Après plus de vingt ans dans la même entreprise, Brendan a été licencié dans une opération de délestage. Il est maintenant chauffeur pour Uber. Voilà au moins quinze ans que sa femme et lui ne s'entendent plus. Il a la chance d'avoir de tendres relations avec sa fille, Clara.
Un jour, parmi les passagers qui se succèdent dans sa voiture, se trouve Elise. Elle se rend dans une clinique...

Critique:
Après avoir pris le courage de lire «Cinq jours» (je ne pouvais pas en dire du mal sans vérifier ce que m'inspirait la quatrième de couverture) et avoir constaté que, comme je le pensai, il tenait davantage de Danielle Steel (qui m'agace) que de Douglas Kennedy, j'ai commencé à me méfier du romancier. Je suis contente d'avoir donné une chance à «Les hommes ont peur de la lumière», car il m'a plu. L'auteur retrouve son regard acéré sur la société. Brendan commence par nous décrire ses conditions de travail. Malheureusement, elles ne m'ont pas trop étonnée, mais entre les règles de Uber et certains passagers ravis de mettre en pratique leur petite mesure de pouvoir (je pense surtout à la fille qui sortait du spa, et à celle qui faisait les boutiques de luxe) la position de Brendan (et donc de tout chauffeur Uber) est délicate, ce qui met en avant le fait que d'une manière générale, l'humain n'est pas sympathique.

Ensuite, Douglas Kennedy s'attaque à un thème sensible aux États-Unis: l'avortement. Je ne sais pas si les lois de certains états étaient en train de changer pendant qu'il écrivait ce roman, mais l'un de ses personnages évoque cette idée à mots plus que couverts. Cela ne serait pas arrivé en réalité, je pense que je n'aurais pas compris toute la portée du discours de ce personnage, et n'aurais pas compris pourquoi Elise trouvait ce discours équivoque, voire dangereux. Sans entrer dans les détails, je pense que Douglas Kennedy n'exagère pas lorsqu'il décrit le fanatisme (et ce qui en découle) des «provie».
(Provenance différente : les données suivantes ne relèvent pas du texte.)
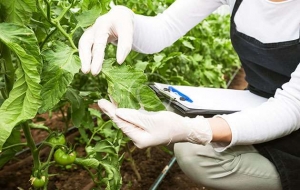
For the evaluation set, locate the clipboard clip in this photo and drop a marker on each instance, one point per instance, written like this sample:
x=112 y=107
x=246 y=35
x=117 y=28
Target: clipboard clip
x=182 y=96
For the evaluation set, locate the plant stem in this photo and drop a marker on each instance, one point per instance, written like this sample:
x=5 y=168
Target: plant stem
x=14 y=145
x=32 y=146
x=132 y=164
x=9 y=71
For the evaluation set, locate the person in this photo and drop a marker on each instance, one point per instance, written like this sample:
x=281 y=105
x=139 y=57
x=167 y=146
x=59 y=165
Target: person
x=257 y=148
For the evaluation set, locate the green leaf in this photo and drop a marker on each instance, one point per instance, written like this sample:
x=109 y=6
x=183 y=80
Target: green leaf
x=87 y=162
x=188 y=44
x=24 y=99
x=19 y=11
x=87 y=18
x=127 y=85
x=58 y=72
x=105 y=146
Brendan m'a été sympathique. Au long de ma lecture, je me suis même dit que l'auteur voulait sûrement réhabiliter ce prénom, le Brendan de «La symphonie du hasard» étant (à mes yeux, en tout cas) un détestable personnage. Ici, même si je n'ai pas toujours approuvé Brendan, je l'ai compris. Par exemple, j'ai compris pourquoi il ressentait le besoin de suivre les règles, pourquoi il ne parvenait pas à se rebeller face à une situation injuste...
À travers ses personnages, leur vie, leurs choix, leurs engagements, l'écrivain évoque aussi les relaiions parents / enfants. Malheureusement, je trouve que c'est un peu trop manichéen. Par exemple, la manière dont Agnieszka traite sa fille ne peut être excusée. Brendan tente de dire qu'elle est surtout maladroite, mais le lecteur, à l'instar de Clara, sait que c'est faux. Certes, Agnieszka n'est pas appréciable, d'une manière générale, mais il aurait été intéressant qu'elle le soit par certains côtés. Et si elle l'avait été par certains côtés, j'aurais peut-être dit qu'elle n'était pas crédible. ;-)
C'est un peu la même idée concernant Alison. Mais que ce soit Alison ou Agnieszka, elles sont crédibles. C'est seulement qu'elles sont si peu appréciables qu'il est effrayant que des personnages de ce genre (surtout du style d'Agnieszka) existent.

L'histoire ne soufre pas de temps morts. J'imagine que d'autres lecteurs réagiront comme moi, et souhaiteront que certains éléments aient tourné autrement. Cependant, il n'y a pas d'incohérences, donc ce qui ne m'a pas plu tient seulement du désaccord entre l'auteur et moi. ;-) Certes, on peut dire qu'il y a une chose un peu grosse, parce qu'il est étrange (pour ne pas dire invraisemblable) que Clara l'ait crue, mais après tout, cela se conçoit.

Il y a un fait qui me semble incohérent: celui qui arrive «un an plus tard». Je ne déplore pas ce fait, mais je n'ai pas compris pourquoi il était arrivé. Clara et Brendan tentent de l'expliquer, mais pour moi, cela ne colle pas. Je ne peux en dire davantage à ce sujet pour ne pas trop en dévoiler.

La version audio que j'ai entendue a été enregistrée par François Cognard pour les éditions Lizzie.

C'est le premier livre enregistré par ce comédien que je lis. Son jeu m'a plu. Il se glisse parfaitement dans la peau de Brendan. Il a toujours le ton adéquat, et ne modifie pas sa voix à outrance pour les rôles féminins. Je l'entendrai à nouveau avec plaisir.